Datatypes for the table looks good! Since we used paraquet file the datasets seem to have been preserved. You may have to convert some datatypes so it is always good to do this check.

## Finally inserting data

There are 2,846,722 rows in our dataset. We are going to use the ```parquet_file.iter_batches()``` function to create batches of 100,000, convert them into pandas and then load it into the postgres database.

In [None]:
#This part is for testing


# Creating batches of 100,000 for the paraquet file
batches_iter = file.iter_batches(batch_size=100000)
batches_iter

# Take the first batch for testing
df = next(batches_iter).to_pandas()
df

# Creating just the table in postgres
#df.head(0).to_sql(name='ny_taxi_data',con=engine, if_exists='replace')

In [None]:
# df.count()
df.head(n=0).to_sql(name='yellow_taxi_data',con=engine, if_exists='replace')

In [None]:
# Insert values into the table
t_start = time()
count = 0
for batch in file.iter_batches(batch_size=100000):
    count+=1
    batch_df = batch.to_pandas()
    print(f'inserting batch {count}...')
    b_start = time()

    batch_df.to_sql(name='yellow_taxi_data',con=engine, if_exists='append')
    b_end = time()
    print(f'inserted! time taken {b_end-b_start:10.3f} seconds.\n')

t_end = time()
print(f'Completed!
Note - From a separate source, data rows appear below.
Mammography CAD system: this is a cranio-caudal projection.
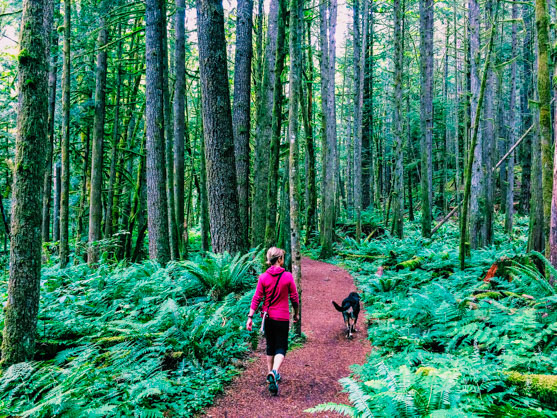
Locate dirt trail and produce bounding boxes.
[205,258,371,418]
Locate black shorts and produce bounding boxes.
[265,318,290,356]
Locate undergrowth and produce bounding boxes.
[311,214,557,417]
[0,253,259,417]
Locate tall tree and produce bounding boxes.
[288,0,304,335]
[2,0,50,366]
[232,0,253,248]
[265,0,288,248]
[145,0,170,264]
[353,0,368,242]
[392,0,404,238]
[505,0,518,233]
[533,0,553,247]
[197,0,245,253]
[319,0,337,258]
[251,0,279,247]
[59,0,72,267]
[420,0,434,237]
[174,0,187,251]
[87,22,108,265]
[41,1,60,241]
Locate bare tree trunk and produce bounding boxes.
[319,0,337,258]
[59,0,71,267]
[144,0,170,264]
[533,0,553,248]
[265,0,287,248]
[104,24,122,239]
[41,1,60,241]
[251,0,280,247]
[519,4,534,214]
[197,0,245,253]
[505,1,518,234]
[392,0,404,238]
[232,0,253,248]
[288,0,304,336]
[174,0,187,250]
[1,0,50,366]
[420,0,433,237]
[87,27,108,265]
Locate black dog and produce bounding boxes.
[332,292,360,338]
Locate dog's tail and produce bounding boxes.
[332,300,350,312]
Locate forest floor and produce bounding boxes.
[205,258,371,417]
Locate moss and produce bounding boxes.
[17,48,33,64]
[504,372,557,406]
[416,366,437,376]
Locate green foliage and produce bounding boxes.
[0,253,258,417]
[318,214,557,417]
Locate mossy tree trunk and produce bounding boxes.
[87,26,108,265]
[59,0,72,267]
[232,0,253,248]
[197,0,245,253]
[143,0,170,264]
[288,0,304,336]
[1,0,50,366]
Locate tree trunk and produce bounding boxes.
[145,0,170,264]
[59,0,71,267]
[288,0,304,336]
[468,0,486,248]
[41,1,60,241]
[533,0,553,248]
[232,0,253,248]
[519,4,534,214]
[174,0,187,251]
[265,0,287,248]
[104,24,122,239]
[301,21,317,245]
[251,0,279,247]
[505,0,518,234]
[197,0,245,254]
[319,0,337,258]
[353,0,368,242]
[420,0,433,238]
[2,0,50,366]
[87,26,108,265]
[392,0,404,238]
[459,4,498,270]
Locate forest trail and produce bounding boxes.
[205,258,371,418]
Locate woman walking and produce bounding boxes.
[246,247,299,395]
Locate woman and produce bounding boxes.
[246,247,299,395]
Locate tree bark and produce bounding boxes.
[288,0,303,336]
[251,0,279,247]
[265,0,287,248]
[41,1,60,241]
[145,0,170,264]
[104,24,122,239]
[420,0,433,238]
[232,0,253,248]
[197,0,245,253]
[533,0,553,248]
[87,26,108,265]
[1,0,50,366]
[392,0,404,238]
[59,0,71,267]
[505,0,518,234]
[174,0,187,251]
[319,0,337,258]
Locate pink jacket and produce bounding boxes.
[251,266,299,321]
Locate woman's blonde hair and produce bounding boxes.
[267,247,285,265]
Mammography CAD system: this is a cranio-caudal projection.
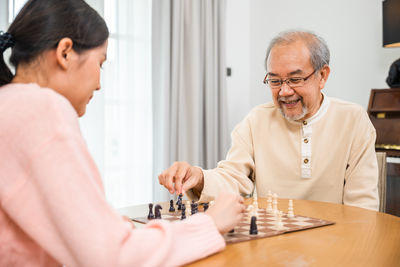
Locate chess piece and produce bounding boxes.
[288,199,294,218]
[266,194,272,213]
[247,204,254,222]
[272,194,279,215]
[169,199,175,212]
[181,205,186,220]
[253,193,257,206]
[190,200,198,215]
[249,216,258,235]
[276,211,283,230]
[203,202,208,212]
[176,194,183,210]
[185,200,190,216]
[154,204,162,219]
[147,203,154,220]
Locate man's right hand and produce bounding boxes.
[158,162,204,194]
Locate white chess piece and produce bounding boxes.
[266,194,272,213]
[288,199,294,218]
[253,200,258,210]
[276,211,283,229]
[247,204,254,222]
[185,200,191,217]
[272,193,279,214]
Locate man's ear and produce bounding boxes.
[319,65,331,90]
[56,38,73,70]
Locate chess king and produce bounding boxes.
[159,31,379,213]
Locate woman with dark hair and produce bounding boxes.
[0,0,244,266]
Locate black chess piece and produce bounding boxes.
[181,205,186,220]
[250,216,258,235]
[190,200,197,215]
[147,203,154,220]
[169,199,175,212]
[203,202,208,212]
[154,204,162,219]
[176,194,183,210]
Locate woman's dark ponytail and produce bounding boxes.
[0,0,109,85]
[0,32,14,86]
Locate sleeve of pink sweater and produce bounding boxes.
[0,86,225,266]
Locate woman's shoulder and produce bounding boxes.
[0,84,79,135]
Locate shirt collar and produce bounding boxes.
[286,92,330,126]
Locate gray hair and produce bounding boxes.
[265,30,330,70]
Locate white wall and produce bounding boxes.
[227,0,400,133]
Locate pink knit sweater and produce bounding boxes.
[0,84,225,267]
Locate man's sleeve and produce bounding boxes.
[188,117,254,202]
[343,111,379,210]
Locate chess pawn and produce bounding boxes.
[247,204,254,222]
[276,211,283,229]
[272,194,279,215]
[203,202,209,212]
[147,203,154,220]
[181,205,186,220]
[253,193,257,205]
[287,199,294,218]
[249,216,258,235]
[253,200,258,210]
[169,199,175,212]
[266,196,272,213]
[185,200,190,216]
[154,204,162,219]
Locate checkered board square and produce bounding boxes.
[224,209,334,243]
[132,209,335,244]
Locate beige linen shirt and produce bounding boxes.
[195,95,379,210]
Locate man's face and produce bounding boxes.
[267,41,329,120]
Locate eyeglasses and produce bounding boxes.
[264,70,316,89]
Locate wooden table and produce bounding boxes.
[119,199,400,267]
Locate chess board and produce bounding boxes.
[132,205,335,244]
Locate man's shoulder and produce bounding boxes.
[329,97,365,114]
[249,102,276,117]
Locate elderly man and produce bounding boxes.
[159,32,379,210]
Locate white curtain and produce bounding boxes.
[152,0,229,200]
[81,0,153,208]
[103,0,153,207]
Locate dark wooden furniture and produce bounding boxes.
[368,88,400,216]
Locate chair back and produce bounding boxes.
[376,152,386,212]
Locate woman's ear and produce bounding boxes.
[56,38,74,70]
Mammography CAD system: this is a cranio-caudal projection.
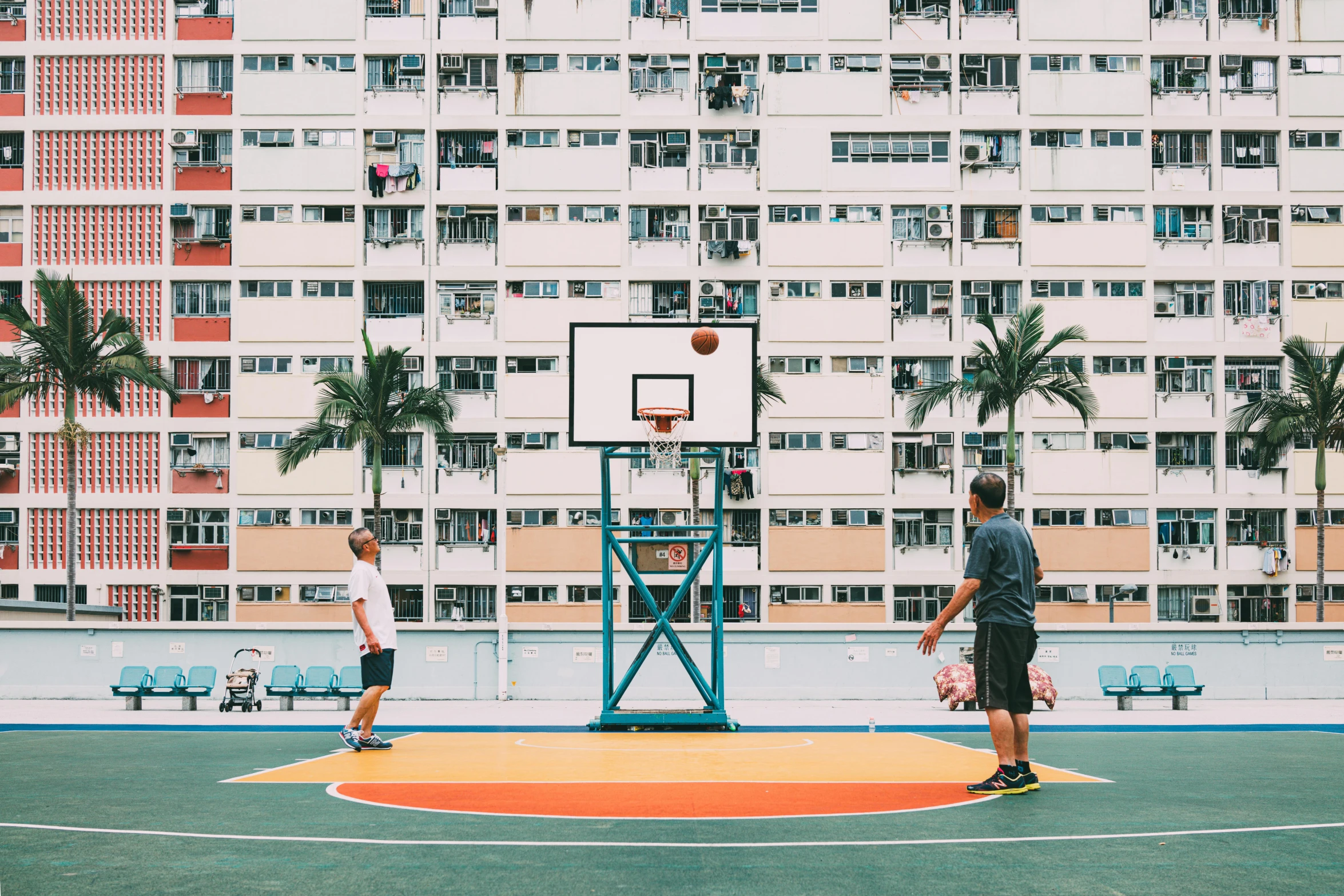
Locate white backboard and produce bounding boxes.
[570,324,757,447]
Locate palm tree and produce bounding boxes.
[1227,336,1344,622]
[276,330,457,568]
[0,270,179,622]
[906,302,1097,513]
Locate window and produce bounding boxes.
[243,130,295,146]
[304,55,355,71]
[830,133,952,164]
[238,432,289,450]
[961,205,1016,242]
[630,130,690,169]
[700,130,761,168]
[1094,508,1148,529]
[570,55,621,71]
[1031,57,1082,71]
[243,57,295,71]
[891,508,952,553]
[830,584,884,603]
[770,432,821,451]
[299,508,353,525]
[770,357,821,373]
[504,432,560,451]
[630,55,691,93]
[172,282,229,317]
[504,511,560,525]
[961,286,1021,317]
[364,508,425,544]
[238,355,295,373]
[364,205,425,241]
[770,280,821,298]
[507,54,560,71]
[299,584,349,603]
[1220,55,1278,93]
[1031,432,1087,451]
[172,357,230,392]
[1027,205,1083,222]
[176,57,234,93]
[169,584,229,622]
[961,53,1017,90]
[1152,130,1210,168]
[1153,205,1214,242]
[1152,55,1208,93]
[238,509,289,525]
[770,509,821,527]
[1287,130,1340,149]
[238,280,295,298]
[166,509,229,547]
[1093,355,1147,373]
[1093,432,1149,451]
[1157,432,1214,470]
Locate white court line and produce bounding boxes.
[327,780,1003,821]
[0,819,1344,849]
[514,738,816,752]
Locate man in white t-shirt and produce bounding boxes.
[340,529,396,752]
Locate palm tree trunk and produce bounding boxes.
[65,389,79,622]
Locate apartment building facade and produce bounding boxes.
[0,0,1344,626]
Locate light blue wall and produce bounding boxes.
[0,627,1344,700]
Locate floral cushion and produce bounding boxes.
[933,662,1059,709]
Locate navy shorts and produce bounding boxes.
[359,649,396,688]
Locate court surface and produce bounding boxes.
[0,728,1344,896]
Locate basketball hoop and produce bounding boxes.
[638,407,691,470]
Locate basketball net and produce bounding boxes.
[638,407,691,470]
Total time taken was {t_end-t_start:10.3f} seconds for {count} batches.')

## Extra bit

While trying to do the SQL Refresher, there was a need to add a lookup zones table but the file is in ```.csv``` format.

Let's code to handle both ```.csv``` and ```.paraquet``` files!

In [None]:
from time import time
import pandas as pd
import pyarrow.parquet as pq
from sqlalchemy import create_engine

In [None]:
url = 'https://d37ci6vzurychx.cloudfront.net/misc/taxi+_zone_lookup.csv'
url = 'https://d37ci6vzurychx.cloudfront.net/trip-data/yellow_tripdata_2023-09.parquet'

file_name = url.rsplit('/', 1)[-1].strip()
file_name

In [None]:
if '.csv' in file_name:
    print('yay')
    df = pd.read_csv(file_name, nrows=10)
    df_iter = pd.read_csv(file_name, iterator=True, chunksize=100000)
elif '.parquet' in file_name:
    print('oh yea')
    file = pq.ParquetFile(file_name)
    df = next(file.iter_batches(batch_size=10)).to_pandas()
    df_iter = file.iter_batches(batch_size=100000)
else:
    print('Error. Only .csv or .parquet files allowed.')
    sys.exit()

This code is a rough code and seems to be working. The cleaned up version will be in `data-loading-parquet.py` file.